Major depressive disorder (MDD) is more prevalent in HIV type 1 than in noninfected individuals1,2 and, in particular, in women.3 Prevalent rates for depressive disorders can vary depending on the use of illicit substances.4 Moreover, a positive correlation between depression and HIV disease progression has been demonstrated.5 Depression can also be associated with the progression of cognitive impairment.6 These considerations underscore the importance of characterizing the molecular mechanisms that underlie HIV-mediated depression.
Clinical studies of mood disorder patients have provided evidence for neuronal atrophy/loss in limbic brain structures. For instance, brain imaging and postmortem studies have demonstrated a reduction in the volume7 and atrophy of neurons in limbic brain regions implicated in MDD.8,9 These data correlate with decreased levels of neurotrophic factors in MDD patients and, in particular, brain-derived neurotrophic factor (BDNF) in both the hippocampus10 and serum.11,12 BDNF is a secreted neurotrophic factor that is critical for numerous aspects of synaptic plasticity in the adult central nervous system, including hippocampal neurogenesis.13 Most importantly, BDNF produces antidepressant responses in animal models of depression.14 Thus, it has been widely accepted that alterations in BDNF expression and/or signaling contribute to depressive symptoms. However, there is much less evidence relating BDNF signaling to depressive symptoms in the presence of HIV.
HIV promotes a reduction in BDNF levels, but HIV-infected individuals may exhibit depression irrespective of their levels of BDNF.15,16 Conversely, BDNF fosters neuronal plasticity by binding to a receptor complex formed by TrkB, the tyrosine kinase receptor (coded by NTRK2), and a low-affinity receptor, p75NTR.17 Given the physiological role of these receptors in the trophic activity of BDNF, we investigated possible associations of single-nucleotide polymorphisms (SNPs) in these genes with depression susceptibility in HIV-positive subjects. To our knowledge, there are no HIV-control studies exploring the relevance of SNPs in genes encoding for BDNF receptors in depression. Because the incidence of MDD in women is greater than men,18 we examined the frequency of these SNPs in the Women’s Interagency HIV Study (WIHS) cohort and analyzed their distributions as functions of self-reported depression status and race.
MATERIALS AND METHODS
Genomic DNA samples were obtained from WIHS. The cohort is representative of women with HIV in the United States, mirroring the epidemic among women ethnically, sociodemographically, and by risk group categories.19 Women were enrolled at 6 consortium sites nationally: Bronx/Manhattan and Brooklyn in New York City, Los Angeles, San Francisco, Chicago, and Washington, DC. Samples comprised 321 HIV-negative and 1109 HIV-positive African Americans (non-Hispanic), and 50 HIV-negative and 256 HIV-positive Caucasians (non-Hispanic), with a mean age of 50.6 years for Caucasians and 50 years for African Americans.
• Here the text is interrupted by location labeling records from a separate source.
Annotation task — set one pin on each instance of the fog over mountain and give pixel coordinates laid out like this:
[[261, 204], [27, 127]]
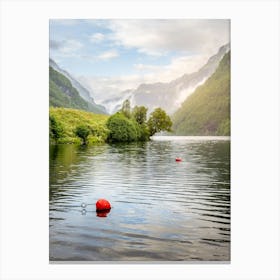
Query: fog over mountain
[[83, 92], [168, 95]]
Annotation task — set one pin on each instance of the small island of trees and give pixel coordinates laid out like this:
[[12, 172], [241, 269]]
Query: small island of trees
[[127, 125]]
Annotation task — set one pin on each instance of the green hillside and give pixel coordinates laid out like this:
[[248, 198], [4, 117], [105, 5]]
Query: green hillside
[[67, 120], [63, 94], [207, 110]]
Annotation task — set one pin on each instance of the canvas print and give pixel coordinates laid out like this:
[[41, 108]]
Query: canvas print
[[139, 140]]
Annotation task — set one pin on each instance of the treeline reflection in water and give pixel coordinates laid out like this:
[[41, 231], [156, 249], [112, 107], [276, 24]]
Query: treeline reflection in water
[[162, 210]]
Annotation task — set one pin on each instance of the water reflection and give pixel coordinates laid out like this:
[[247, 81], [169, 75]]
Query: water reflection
[[162, 210], [103, 214]]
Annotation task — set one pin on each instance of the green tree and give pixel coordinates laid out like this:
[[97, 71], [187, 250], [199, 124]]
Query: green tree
[[56, 130], [159, 121], [82, 132], [139, 113], [126, 108], [121, 129]]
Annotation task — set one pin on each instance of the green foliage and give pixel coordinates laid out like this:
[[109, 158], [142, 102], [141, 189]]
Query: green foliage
[[207, 110], [83, 132], [139, 113], [63, 94], [70, 119], [122, 129], [126, 109], [55, 129], [159, 121]]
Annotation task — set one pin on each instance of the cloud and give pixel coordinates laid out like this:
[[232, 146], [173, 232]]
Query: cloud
[[156, 37], [108, 55], [97, 37], [66, 47]]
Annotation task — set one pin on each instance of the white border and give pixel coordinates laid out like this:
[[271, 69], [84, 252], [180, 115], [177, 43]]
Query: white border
[[255, 138]]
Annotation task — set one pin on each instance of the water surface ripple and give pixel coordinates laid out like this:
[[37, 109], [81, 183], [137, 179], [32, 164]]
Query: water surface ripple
[[162, 210]]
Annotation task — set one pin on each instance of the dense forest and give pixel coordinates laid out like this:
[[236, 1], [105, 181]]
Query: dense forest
[[207, 110], [127, 125]]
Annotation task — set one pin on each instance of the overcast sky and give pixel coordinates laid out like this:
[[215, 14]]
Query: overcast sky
[[121, 54]]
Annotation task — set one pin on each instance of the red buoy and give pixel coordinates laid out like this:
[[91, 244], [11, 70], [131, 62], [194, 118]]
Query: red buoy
[[102, 205]]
Both cohorts were followed up between years 1994 and 2007. Center for Epidemiologic Study Depression Scale (CES-D) cutoff scores of 16 (see Ref. 20) were used to characterize subjects as “depressed” (CES-D ≥ 16) or not (CES-D < 16). Educational level, employment status, and history of illicit drugs (self-reported) did not interfere with CES-D scores. All WIHS participants signed consent forms at the beginning of the study that explicitly included language related to ancillary studies such as this one. All participants were assigned a unique identifier number for anonymity on all data sheets and laboratory requests. The study was approved by the Georgetown University Institutional Review Board. All key research personnel have certification for protection of human subjects as mandated by the Institutional Review Board.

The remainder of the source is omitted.